Task 1: Crosslingual Transfer for Inflection Generation

SIGMORPHON has over the past three years (and jointly with CoNLL over the past two) hosted a shared task on type-level morphological generation. The goal this year to examine how best to do this in a cross-lingual setting.

Why go cross-lingual? Annotated resources for the world’s languages are not distributed equally—some languages simply have more as they have more native speakers willing and able to annotate more data. We will explore how to transfer knowledge from high-resource languages that are genetically related to low-resource language.

The task is the following: given a lemma and a bundle of morphological features, generate a target inflected form. We will provide many data in the high-resource language and few data in the low-resource language. The goal, then, will be to perform morphological inflection in the low-resource language, having hopefully exploited some similarity to the high-resource language.

Example

The model will have access to type-level data in a low-resource target language, plus a high-resource source language. We give an example here of Asturian as the target language with Spanish as the source language.

Low-resource target training data (Asturian)

facer      fechu      V;V.PTCP;PST
aguar      aguà       V;PRS;2;PL;IND
...

High-resource source language training data (Spanish)

tocar   tocando    V;V.PTCP;PRS
bailar  bailaba    V;PST;IPFV;3;SG;IND
mentir  mintió     V;PST;PFV;3;SG;IND
...

Test input (Asturian)

baxar   V;V.PTCP;PRS

Test output (Asturian)

baxando

Data Format

The training and development data will be provided in a simple utf-8–encoded text format.
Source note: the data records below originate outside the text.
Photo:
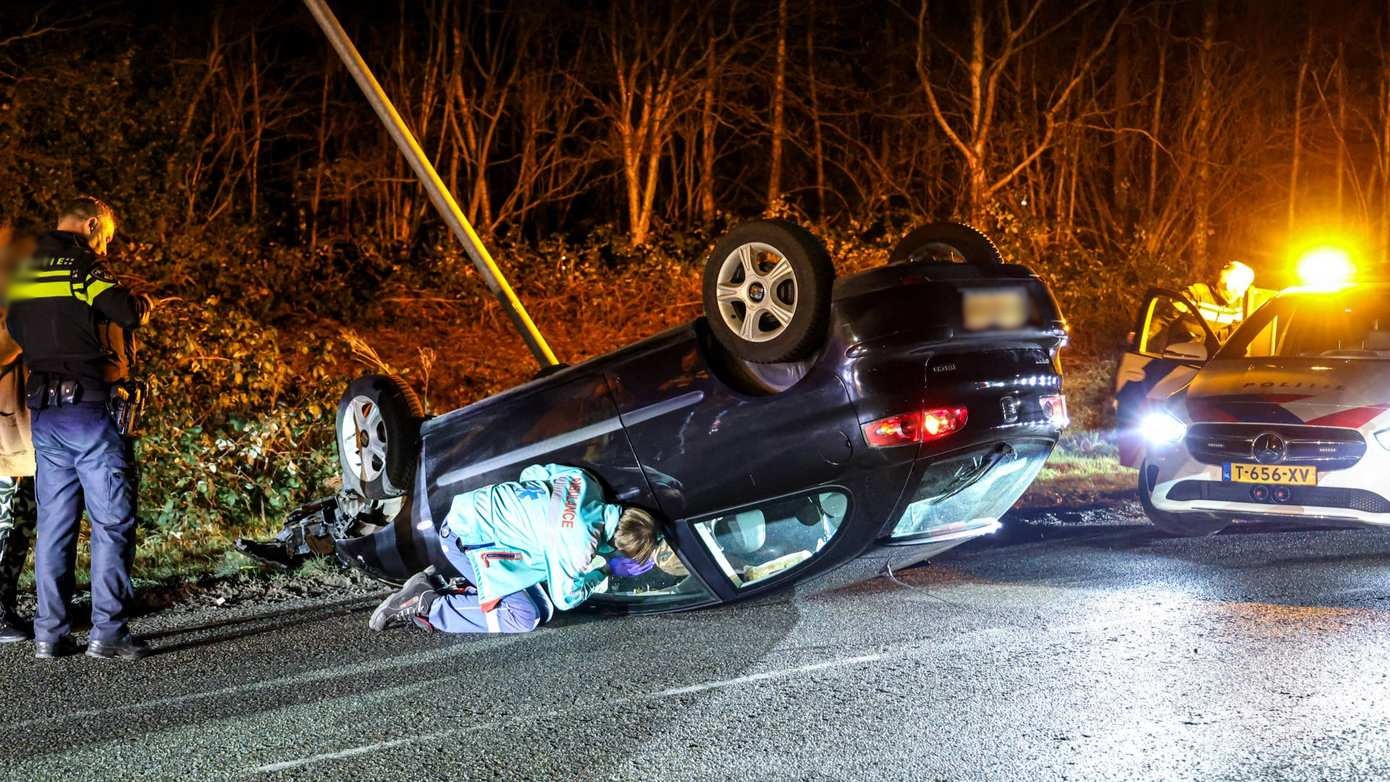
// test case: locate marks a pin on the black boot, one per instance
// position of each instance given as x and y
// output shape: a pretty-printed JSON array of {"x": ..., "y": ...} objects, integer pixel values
[{"x": 127, "y": 647}]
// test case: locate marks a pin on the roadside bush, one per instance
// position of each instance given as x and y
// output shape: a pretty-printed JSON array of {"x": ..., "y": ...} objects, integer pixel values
[{"x": 239, "y": 424}]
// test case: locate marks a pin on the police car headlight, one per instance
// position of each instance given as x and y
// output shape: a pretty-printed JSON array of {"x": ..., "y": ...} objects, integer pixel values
[
  {"x": 1383, "y": 438},
  {"x": 1162, "y": 428}
]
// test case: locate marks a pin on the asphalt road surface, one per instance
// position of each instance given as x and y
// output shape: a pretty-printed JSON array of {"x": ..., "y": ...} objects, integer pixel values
[{"x": 1083, "y": 650}]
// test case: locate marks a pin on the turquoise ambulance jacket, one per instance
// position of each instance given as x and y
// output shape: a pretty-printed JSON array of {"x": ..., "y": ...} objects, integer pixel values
[{"x": 545, "y": 528}]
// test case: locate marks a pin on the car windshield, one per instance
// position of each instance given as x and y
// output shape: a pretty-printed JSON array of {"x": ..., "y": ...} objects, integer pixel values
[{"x": 1351, "y": 324}]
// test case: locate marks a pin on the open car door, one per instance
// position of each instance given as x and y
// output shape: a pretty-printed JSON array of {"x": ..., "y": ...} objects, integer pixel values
[{"x": 1171, "y": 340}]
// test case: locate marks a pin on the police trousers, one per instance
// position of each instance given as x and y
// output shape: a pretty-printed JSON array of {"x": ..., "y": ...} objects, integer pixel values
[{"x": 81, "y": 461}]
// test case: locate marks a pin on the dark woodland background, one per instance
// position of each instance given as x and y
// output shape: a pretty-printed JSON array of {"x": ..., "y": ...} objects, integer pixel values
[{"x": 602, "y": 146}]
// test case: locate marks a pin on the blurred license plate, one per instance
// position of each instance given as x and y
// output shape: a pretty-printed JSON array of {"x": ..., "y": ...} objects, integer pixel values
[
  {"x": 994, "y": 309},
  {"x": 1275, "y": 474}
]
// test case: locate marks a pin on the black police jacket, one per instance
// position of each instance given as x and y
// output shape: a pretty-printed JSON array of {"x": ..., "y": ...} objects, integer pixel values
[{"x": 63, "y": 304}]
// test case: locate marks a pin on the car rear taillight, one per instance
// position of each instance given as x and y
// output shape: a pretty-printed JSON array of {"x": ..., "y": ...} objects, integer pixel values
[
  {"x": 920, "y": 427},
  {"x": 1055, "y": 410}
]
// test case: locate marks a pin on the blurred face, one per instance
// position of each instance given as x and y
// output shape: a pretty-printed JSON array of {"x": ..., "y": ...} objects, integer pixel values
[
  {"x": 1236, "y": 279},
  {"x": 99, "y": 234}
]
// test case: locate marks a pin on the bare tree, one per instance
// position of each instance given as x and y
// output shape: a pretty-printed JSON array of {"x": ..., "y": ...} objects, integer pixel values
[
  {"x": 969, "y": 120},
  {"x": 655, "y": 65}
]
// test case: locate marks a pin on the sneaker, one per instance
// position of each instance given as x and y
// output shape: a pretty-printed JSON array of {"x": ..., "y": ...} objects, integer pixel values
[
  {"x": 127, "y": 647},
  {"x": 410, "y": 606}
]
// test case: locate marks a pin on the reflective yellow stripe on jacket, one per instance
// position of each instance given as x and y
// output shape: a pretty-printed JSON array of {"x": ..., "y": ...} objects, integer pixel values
[{"x": 56, "y": 284}]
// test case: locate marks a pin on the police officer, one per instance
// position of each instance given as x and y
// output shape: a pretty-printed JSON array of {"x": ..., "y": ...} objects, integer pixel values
[
  {"x": 61, "y": 306},
  {"x": 17, "y": 509},
  {"x": 1229, "y": 300}
]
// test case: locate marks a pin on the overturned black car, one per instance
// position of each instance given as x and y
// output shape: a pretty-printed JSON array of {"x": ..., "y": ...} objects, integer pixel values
[{"x": 805, "y": 431}]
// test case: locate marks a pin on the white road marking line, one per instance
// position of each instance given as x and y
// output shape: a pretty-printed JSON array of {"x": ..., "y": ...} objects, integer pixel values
[
  {"x": 673, "y": 692},
  {"x": 298, "y": 679},
  {"x": 288, "y": 764}
]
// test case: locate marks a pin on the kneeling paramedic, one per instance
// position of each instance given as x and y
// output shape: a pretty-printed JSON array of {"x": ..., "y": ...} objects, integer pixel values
[
  {"x": 524, "y": 549},
  {"x": 64, "y": 313}
]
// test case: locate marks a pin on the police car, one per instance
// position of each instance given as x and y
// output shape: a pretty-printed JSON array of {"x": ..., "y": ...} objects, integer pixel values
[{"x": 1289, "y": 420}]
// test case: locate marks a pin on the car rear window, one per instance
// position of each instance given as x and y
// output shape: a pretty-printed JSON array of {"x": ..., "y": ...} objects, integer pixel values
[{"x": 1314, "y": 325}]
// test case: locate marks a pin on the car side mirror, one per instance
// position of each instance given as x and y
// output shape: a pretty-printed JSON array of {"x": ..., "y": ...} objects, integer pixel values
[{"x": 1186, "y": 352}]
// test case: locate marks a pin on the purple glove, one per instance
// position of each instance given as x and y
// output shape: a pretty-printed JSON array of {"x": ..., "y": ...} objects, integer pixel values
[{"x": 626, "y": 567}]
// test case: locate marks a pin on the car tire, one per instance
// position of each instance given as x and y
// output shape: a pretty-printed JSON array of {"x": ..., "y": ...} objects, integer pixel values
[
  {"x": 378, "y": 436},
  {"x": 767, "y": 290},
  {"x": 1179, "y": 524},
  {"x": 950, "y": 242}
]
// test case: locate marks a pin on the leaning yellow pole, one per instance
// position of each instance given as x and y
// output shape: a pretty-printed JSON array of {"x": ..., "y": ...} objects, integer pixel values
[{"x": 430, "y": 178}]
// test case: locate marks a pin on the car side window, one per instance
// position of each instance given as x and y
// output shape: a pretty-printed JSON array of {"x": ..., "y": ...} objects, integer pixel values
[
  {"x": 1265, "y": 342},
  {"x": 758, "y": 542}
]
The training data will comprise two files: one in the language of interest (the “target language”), and one in the high-resource source language. Development and testing data are only in the target language, so each will be one file. (A source language may be a member of multiple language pairs. You must not use any out-of-source data except the associated target file for this pair.) Each line in a file is an example that consists of word forms and corresponding morphosyntactic descriptions (MSDs) provided as a set of features, separated by semicolons. The fields on a line are TAB-separated, as shown above. For each language, the possible inflections are taken from a finite set of morphological tags, presented in the UniMorph schema.

In the training data, we give all three fields. In the test phase, we omit field 2.

Data are available here.

Evaluation

Systems should predict a single character sequence for each test example.

Evaluation script. We will distribute an evaluation script for your use on the development data. The script will report:

  • Accuracy = fraction of correctly predicted forms
  • Average Levenshtein distance between the prediction and the truth across all predictions

The official evaluation script that we will use for our internal evaluation is provided here. We encourage ablation studies to measure the advantage gained from particular innovations. You should perform these studies on the development data and report the findings in your system description paper.

Ambiguous lemmata. We will use the same script to evaluate your system’s output on the test data. If multiple correct answers are possible, we will accept any string from the correct set. For example, the two senses of English lemma hang have different Past forms, hung and hanged.

Averaging. We will evaluate on each language pair separately. An aggregate evaluation will weight all languages equally (i.e. macro-averaging), including the surprise languages released later during the development period.

Pretrained Systems

We offer four pretrained systems for cross-lingual inflection generation. This models constitute very strong baselines. The systems are neural sequence-to-sequence models with different types of attention mechanisms: (i) soft attention, (ii) 0th-order hard non-monotonic attention, (iii) 0th-order hard monotonic attention and (iv) 1st-order hard monotonic attention. In general, the 1st-order hard monotonic attention system is the best, but performance does vary by language. The code is available here; pretrained models and scores are listed in the README.